Metadata: Safeguarding Against Inappropriate Disclosure
As well as attaching the label in a visual form that’s clearly displayed to the user, classification tools also apply it as metadata, embedding a tag into document or file properties that stays with it wherever it goes. This means that protection travels with the data as its flows through or is stored on systems or networks that are administered by non-approved or unauthorized administrators, used for both defense and commercial applications, or have different controls.
The metadata makes it easier to enforce policy downstream, by directing other security technologies such as email gateways, encryption and information rights management (IRM). The marking enables them to apply more accurate security decisions to data by triggering rules so that, for example, any documents or files marked ‘ITAR Restricted’ might be blocked from being emailed to a high-risk destination or hidden in a shared folder from users who are not working on the project.
Cleaner, Better-Organized Data Across The Boundaries
Data classification can also support data and information management tools, processes and activities, including:
- Search and retrieval – making it easier to maintain an audit trail and quickly find documents that are needed for investigations, to prove ITAR-compliance, or to meet information requests from regulators.

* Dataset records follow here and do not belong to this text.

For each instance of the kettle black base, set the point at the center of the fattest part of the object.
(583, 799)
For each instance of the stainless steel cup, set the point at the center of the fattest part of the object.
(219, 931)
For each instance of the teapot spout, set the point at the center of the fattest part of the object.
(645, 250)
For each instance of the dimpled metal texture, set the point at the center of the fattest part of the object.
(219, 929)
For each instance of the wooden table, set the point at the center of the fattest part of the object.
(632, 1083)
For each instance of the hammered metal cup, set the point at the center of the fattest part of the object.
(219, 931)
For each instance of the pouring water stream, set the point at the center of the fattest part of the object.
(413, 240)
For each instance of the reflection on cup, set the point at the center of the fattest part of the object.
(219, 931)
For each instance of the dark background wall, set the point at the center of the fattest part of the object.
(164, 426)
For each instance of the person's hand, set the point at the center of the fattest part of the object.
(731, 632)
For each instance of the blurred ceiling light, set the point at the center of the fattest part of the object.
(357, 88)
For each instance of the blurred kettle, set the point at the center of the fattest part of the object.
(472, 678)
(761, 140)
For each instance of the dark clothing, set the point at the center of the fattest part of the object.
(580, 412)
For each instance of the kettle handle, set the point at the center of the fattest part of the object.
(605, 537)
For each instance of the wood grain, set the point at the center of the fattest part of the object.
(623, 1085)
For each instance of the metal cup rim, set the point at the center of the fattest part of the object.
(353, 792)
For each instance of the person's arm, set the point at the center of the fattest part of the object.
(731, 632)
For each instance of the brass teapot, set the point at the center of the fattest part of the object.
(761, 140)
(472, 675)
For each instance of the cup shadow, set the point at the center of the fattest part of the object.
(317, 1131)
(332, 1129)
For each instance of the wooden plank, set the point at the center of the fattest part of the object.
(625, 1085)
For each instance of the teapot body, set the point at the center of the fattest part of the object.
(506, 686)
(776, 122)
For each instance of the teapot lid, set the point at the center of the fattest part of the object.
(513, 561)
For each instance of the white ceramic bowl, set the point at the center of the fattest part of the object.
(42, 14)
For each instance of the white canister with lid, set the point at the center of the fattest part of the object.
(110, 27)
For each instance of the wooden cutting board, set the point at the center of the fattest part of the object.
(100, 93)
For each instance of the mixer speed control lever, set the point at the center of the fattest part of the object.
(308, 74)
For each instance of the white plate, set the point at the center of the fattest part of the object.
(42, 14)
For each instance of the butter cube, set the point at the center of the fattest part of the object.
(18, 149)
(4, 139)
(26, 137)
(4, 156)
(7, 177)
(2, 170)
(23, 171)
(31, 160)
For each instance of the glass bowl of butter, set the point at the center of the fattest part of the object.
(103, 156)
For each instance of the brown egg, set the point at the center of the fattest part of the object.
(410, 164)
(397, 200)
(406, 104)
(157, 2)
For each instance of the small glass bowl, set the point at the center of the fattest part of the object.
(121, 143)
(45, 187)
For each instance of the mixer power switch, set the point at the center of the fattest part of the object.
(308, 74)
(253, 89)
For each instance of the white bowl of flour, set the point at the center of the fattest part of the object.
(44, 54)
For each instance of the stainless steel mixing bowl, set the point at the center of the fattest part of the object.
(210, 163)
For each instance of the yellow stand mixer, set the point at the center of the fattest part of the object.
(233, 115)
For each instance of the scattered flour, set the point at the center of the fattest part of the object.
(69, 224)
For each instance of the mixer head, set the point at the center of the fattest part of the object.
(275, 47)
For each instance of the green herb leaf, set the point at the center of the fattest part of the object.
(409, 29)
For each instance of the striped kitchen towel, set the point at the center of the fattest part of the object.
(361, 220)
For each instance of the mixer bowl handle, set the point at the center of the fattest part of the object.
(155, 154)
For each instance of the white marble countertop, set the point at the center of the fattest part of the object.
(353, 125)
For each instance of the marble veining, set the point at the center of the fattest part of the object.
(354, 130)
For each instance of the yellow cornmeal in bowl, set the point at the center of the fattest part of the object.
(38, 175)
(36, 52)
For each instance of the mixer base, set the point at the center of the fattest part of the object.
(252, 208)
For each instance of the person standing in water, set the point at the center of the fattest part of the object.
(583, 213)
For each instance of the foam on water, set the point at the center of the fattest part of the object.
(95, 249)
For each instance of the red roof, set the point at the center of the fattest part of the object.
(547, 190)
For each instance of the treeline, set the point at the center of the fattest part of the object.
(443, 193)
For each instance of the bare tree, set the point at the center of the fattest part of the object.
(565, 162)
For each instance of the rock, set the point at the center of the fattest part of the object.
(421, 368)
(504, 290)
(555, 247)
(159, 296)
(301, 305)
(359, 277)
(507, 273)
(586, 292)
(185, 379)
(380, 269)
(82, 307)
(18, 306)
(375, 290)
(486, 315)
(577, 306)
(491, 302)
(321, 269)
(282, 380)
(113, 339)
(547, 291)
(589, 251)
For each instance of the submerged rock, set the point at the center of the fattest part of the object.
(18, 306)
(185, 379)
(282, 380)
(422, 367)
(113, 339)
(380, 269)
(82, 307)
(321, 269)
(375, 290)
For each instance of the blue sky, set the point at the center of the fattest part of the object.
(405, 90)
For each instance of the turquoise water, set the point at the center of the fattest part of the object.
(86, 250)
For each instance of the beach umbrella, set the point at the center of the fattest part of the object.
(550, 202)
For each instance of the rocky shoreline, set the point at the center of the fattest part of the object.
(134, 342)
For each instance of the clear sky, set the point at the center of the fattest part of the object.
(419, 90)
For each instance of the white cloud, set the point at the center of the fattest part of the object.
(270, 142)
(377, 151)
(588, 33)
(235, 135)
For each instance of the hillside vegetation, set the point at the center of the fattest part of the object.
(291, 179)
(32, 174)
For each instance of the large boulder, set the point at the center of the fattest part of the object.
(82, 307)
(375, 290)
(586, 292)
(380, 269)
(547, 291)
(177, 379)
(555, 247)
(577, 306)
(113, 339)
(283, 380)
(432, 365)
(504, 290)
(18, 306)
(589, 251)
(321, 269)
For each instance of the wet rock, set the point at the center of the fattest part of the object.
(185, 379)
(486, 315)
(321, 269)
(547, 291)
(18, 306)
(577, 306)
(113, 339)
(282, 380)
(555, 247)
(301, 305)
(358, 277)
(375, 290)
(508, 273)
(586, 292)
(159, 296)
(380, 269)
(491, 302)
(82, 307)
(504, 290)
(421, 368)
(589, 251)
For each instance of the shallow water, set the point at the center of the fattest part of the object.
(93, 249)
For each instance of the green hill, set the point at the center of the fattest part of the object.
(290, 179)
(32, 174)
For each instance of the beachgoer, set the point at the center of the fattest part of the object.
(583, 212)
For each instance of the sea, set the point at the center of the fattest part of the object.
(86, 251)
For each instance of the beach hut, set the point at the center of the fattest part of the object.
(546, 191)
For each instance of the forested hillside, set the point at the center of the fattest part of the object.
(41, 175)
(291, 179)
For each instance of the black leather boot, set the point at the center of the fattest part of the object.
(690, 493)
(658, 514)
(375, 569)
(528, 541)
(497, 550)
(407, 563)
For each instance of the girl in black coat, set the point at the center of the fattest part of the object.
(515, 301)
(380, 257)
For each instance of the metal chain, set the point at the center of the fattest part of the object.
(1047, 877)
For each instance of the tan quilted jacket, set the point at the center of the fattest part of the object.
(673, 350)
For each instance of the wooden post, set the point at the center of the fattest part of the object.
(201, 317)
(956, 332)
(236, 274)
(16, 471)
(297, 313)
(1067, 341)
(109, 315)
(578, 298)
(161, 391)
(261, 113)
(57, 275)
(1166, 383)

- Discovery – enabling employees to rapidly locate information and understand instantly how it can be used, or whether it can be released.
- Data retention and archiving – retention rules can also be set for different classifications – for instance, ‘keep ITAR restricted files for 10 years’. Data security becomes more manageable and realistic when data volumes are reduced, and disposing of data that’s no longer needed mitigates legal risks. If a document isn’t there, it can’t be leaked or lost. Streamlining data will also cut the costs of both storing and protecting it.
- Data governance and auditing – using the data classification label, data governance tools can effectively audit who is accessing sensitive information, and who might be violating policy, and therefore prompt any correcting action. As the amount of data being created and processed by organizations grows exponentially, the demands on reporting will increase.
- Event monitoring and alert – picking up the metadata labels being applied by users, Security Incident and Event Monitoring (SIEM) tools can ensure that any unusual user behavior is identified early and the relevant people are notified. For classified data, this could be identifying
changes in patterns around the classification of data, for example a user consistently downgrading files from ‘ITAR Controlled’ to ‘Public’.
- Access control – by connecting with other access control or collaboration tools, labels can be used to dictate who can access a file in a shared area, for example within Microsoft SharePoint.